Dla tych, co po różnego rodzaju pagórach nie tyle chodzą, a je „zaliczają”, dość niepozorne żółte kreski umieszczone na mapie na północ od Szczawnicy nie muszą wydawać się godne uwagi. Do schroniska zaś, koło którego szlak ów prowadzi, niejeden turysta może podejść dość sceptycznie, jako że nie leży ono w głuszy, ale praktycznie tuż nad słynnym – jakby nie było – uzdrowiskiem. Tak sobie myślę, że to jednak miłe, gdy człowiek może się pozytywnie rozczarować…

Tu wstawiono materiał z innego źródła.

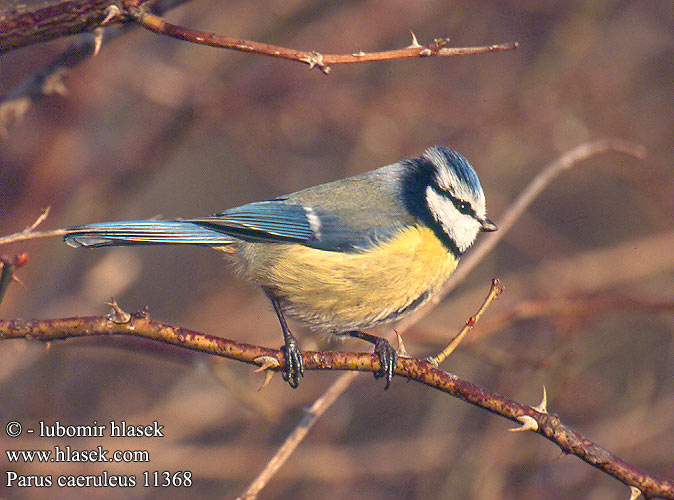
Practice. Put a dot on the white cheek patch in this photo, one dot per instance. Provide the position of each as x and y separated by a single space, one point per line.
461 228
314 222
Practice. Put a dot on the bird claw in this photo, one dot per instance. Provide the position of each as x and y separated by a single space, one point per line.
293 368
388 359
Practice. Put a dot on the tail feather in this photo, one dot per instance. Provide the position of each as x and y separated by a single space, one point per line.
107 234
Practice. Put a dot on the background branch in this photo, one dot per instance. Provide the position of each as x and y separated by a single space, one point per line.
548 425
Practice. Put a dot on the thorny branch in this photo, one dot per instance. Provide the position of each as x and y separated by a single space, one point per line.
99 20
548 425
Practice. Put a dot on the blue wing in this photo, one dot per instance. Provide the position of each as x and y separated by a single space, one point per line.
144 232
282 220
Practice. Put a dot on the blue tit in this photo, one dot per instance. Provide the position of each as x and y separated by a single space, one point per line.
339 257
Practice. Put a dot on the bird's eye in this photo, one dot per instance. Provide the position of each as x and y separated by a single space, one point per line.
464 207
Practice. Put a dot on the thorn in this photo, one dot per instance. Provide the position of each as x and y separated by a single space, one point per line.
634 493
110 13
118 315
402 350
39 220
432 361
267 363
16 278
542 407
54 84
415 42
315 60
98 40
528 424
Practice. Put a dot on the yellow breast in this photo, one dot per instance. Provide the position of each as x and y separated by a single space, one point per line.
350 291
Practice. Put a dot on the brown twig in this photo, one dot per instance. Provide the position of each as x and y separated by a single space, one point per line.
293 440
48 80
30 234
312 58
495 290
548 425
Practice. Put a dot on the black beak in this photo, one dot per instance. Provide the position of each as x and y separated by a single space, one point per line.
488 226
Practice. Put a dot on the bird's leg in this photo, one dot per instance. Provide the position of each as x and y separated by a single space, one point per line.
388 357
293 371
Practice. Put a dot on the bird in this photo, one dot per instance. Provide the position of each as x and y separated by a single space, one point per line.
339 257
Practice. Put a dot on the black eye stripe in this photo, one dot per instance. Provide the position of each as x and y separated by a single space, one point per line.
461 205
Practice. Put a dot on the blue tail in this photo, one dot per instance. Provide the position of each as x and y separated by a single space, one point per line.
108 234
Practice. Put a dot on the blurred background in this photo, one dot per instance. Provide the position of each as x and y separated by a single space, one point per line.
157 127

Żółty szlak prowadzący z placu Dietla najpierw na Bryjarkę (679 m n.p.m.; stąd widok na Pieniny, Szczawnicę i nie tylko) nie jest jedynym oficjalnym wariantem prowadzącym nas w kierunku Bereśnika (843 m n.p.m.) oraz schroniska położonego nieco poniżej niego (a nazywanego w skrócie tak samo jak ów szczyt). Możemy porzucić żółte oznakowania na rzecz nieco krótszego szlaku rowerowego, który na początku żmudnie wspina się pod górę po płytach (wtedy cały czas idziemy „ulicą” o nazwie Języki). Jak kto woli. Plusem jest to, że oba szlaki po niedługim czasie i tak się spotykają w pewnym miejscu, w którym trudno się nie zachwycić. Ale o tym będzie pod koniec…
Najpierw rozgrzewka – widok w kierunku Gorców, a konkretnie potężnego Lubania. Wierzbówka kiprzyca gdzieś przy ścieżce. Widok w kierunku Holicy, Sokolicy i poszarpanych Trzech Koron……oraz w kierunku Małych Pienin z charakterystyczną piramidką Wysokiej (po lewej) oraz Szczawnicą (w dole).

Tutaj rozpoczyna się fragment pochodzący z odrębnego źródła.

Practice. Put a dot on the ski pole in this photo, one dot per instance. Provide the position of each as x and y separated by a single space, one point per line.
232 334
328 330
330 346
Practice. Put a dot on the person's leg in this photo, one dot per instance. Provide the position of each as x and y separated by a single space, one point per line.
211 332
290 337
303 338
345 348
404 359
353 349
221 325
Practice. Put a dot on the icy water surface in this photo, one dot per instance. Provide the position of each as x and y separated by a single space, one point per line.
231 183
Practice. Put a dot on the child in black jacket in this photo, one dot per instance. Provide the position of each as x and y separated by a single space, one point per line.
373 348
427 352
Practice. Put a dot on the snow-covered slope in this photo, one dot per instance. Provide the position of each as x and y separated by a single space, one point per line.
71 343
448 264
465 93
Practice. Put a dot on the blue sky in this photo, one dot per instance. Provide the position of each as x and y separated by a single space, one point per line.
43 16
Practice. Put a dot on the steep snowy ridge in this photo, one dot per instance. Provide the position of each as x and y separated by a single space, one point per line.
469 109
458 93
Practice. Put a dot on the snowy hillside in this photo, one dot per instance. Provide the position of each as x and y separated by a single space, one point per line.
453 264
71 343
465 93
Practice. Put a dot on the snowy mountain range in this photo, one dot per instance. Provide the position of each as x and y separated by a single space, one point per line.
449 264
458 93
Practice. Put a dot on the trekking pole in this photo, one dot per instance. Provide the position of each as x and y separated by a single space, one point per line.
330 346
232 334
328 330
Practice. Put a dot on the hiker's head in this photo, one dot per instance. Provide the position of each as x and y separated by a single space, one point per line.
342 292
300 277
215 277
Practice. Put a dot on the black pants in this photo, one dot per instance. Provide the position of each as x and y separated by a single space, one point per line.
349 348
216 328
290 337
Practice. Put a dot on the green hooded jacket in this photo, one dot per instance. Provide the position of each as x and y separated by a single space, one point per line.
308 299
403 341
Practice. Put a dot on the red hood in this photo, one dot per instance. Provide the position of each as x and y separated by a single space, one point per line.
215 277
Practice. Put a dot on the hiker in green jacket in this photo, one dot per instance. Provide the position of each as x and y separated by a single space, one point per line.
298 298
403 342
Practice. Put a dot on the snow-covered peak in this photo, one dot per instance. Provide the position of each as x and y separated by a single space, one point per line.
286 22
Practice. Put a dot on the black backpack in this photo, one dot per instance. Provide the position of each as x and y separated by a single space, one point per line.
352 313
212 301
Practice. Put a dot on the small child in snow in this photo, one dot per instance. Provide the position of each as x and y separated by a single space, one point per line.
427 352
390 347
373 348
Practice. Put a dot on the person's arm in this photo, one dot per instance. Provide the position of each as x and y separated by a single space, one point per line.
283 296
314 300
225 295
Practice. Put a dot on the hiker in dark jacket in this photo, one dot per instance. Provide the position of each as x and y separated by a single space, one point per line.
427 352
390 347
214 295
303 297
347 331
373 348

W zależności od wybranego wariantu po drodze mijamy większą (gdy idziemy szlakiem rowerowym) lub mniejszą ilość domów (żółty szlak sprawnie przeprowadza nas przez zalesiony fragment zbocza, a następnie wyprowadza na łąki). Tak czy owak niedługo przed schroniskiem mijamy ostatnie domostwo na naszej trasie… Na zdjęciu jeszcze rzut oka za siebie, w kierunku Pienin. Trudno tu latem zabłądzić, zwłaszcza gdy podobne (pozytywne) informacje towarzyszą nam na trasie. Z miasta do schroniska podchodzi się (w zależności od kondycji, ewentualnie ilości kilometrów, które mamy tego dnia „w nogach”) około godziny. Kto był, ten wie. Kto nie był, a bliski jest mu „bacówkowy” klimat, niech zajrzy do tego domu, bo ma on duszę. I nie dajcie się zwieść „niepokojącej” bliskości Szczawnicy. Owszem, w ciągu letniego dnia niejednego ambitniejszego kuracjusza przyciąga tu (zresztą słusznie) pyszne jedzenie oraz widoki, ale w bacówce pod Bereśnikiem można i warto odnaleźć dużo więcej. Zaś ilość pieszych wycieczek jednodniowych, które i mniej, i bardziej zaprawieni wędrowcy mogą stąd uskuteczniać, jest naprawdę całkiem pokaźna. A rano zawsze warto wstać (bądź przynajmniej wyjrzeć przez okno 🙂 A co tam – niech będzie jeszcze raz: widok sprzed bacówki pod Bereśnikiem w kierunku Tatr Wysokich i Bielskich. Skoro Tatry się objawiły, to wróćmy ta samą drogą obok ukwieconego przez całe lato ogródka… … by zobaczyć je właśnie stąd. Widok na Pieniny, łańcuch Tatr oraz przełom Dunajca rekompensuje spacerowiczom trud „wspinaczki” ze Szczawnicy na Bereśnik, a wielu co (niby) wiedzą, czego się spodziewać i tak zachwyca za każdym razem, bo przecież nigdy nie jest tak samo… No, ale gdyby ktoś chciał podążyć za szlakiem w inną stronę, nie ma problemu – żółte znaki za schroniskiem będą nas prowadzić dalej, na dodatek pięknym, bukowym lasem. Gdy już spotkamy się z Głównym Szlakiem Beskidzkim, możemy zdecydować, czy chcemy zostać w Beskidzie Sądeckim, czy może wyruszyć dużo dalej i wyżej 😉P.S. Prawdopodobnie ciąg dalszy nastąpi, ale dopiero gdy pora roku się zmieni – wtedy odkopiemy zdjęcia, gdzie kwiatów ani zielonej trawy nie będzie, za to widoczność będzie o niebo lepsza.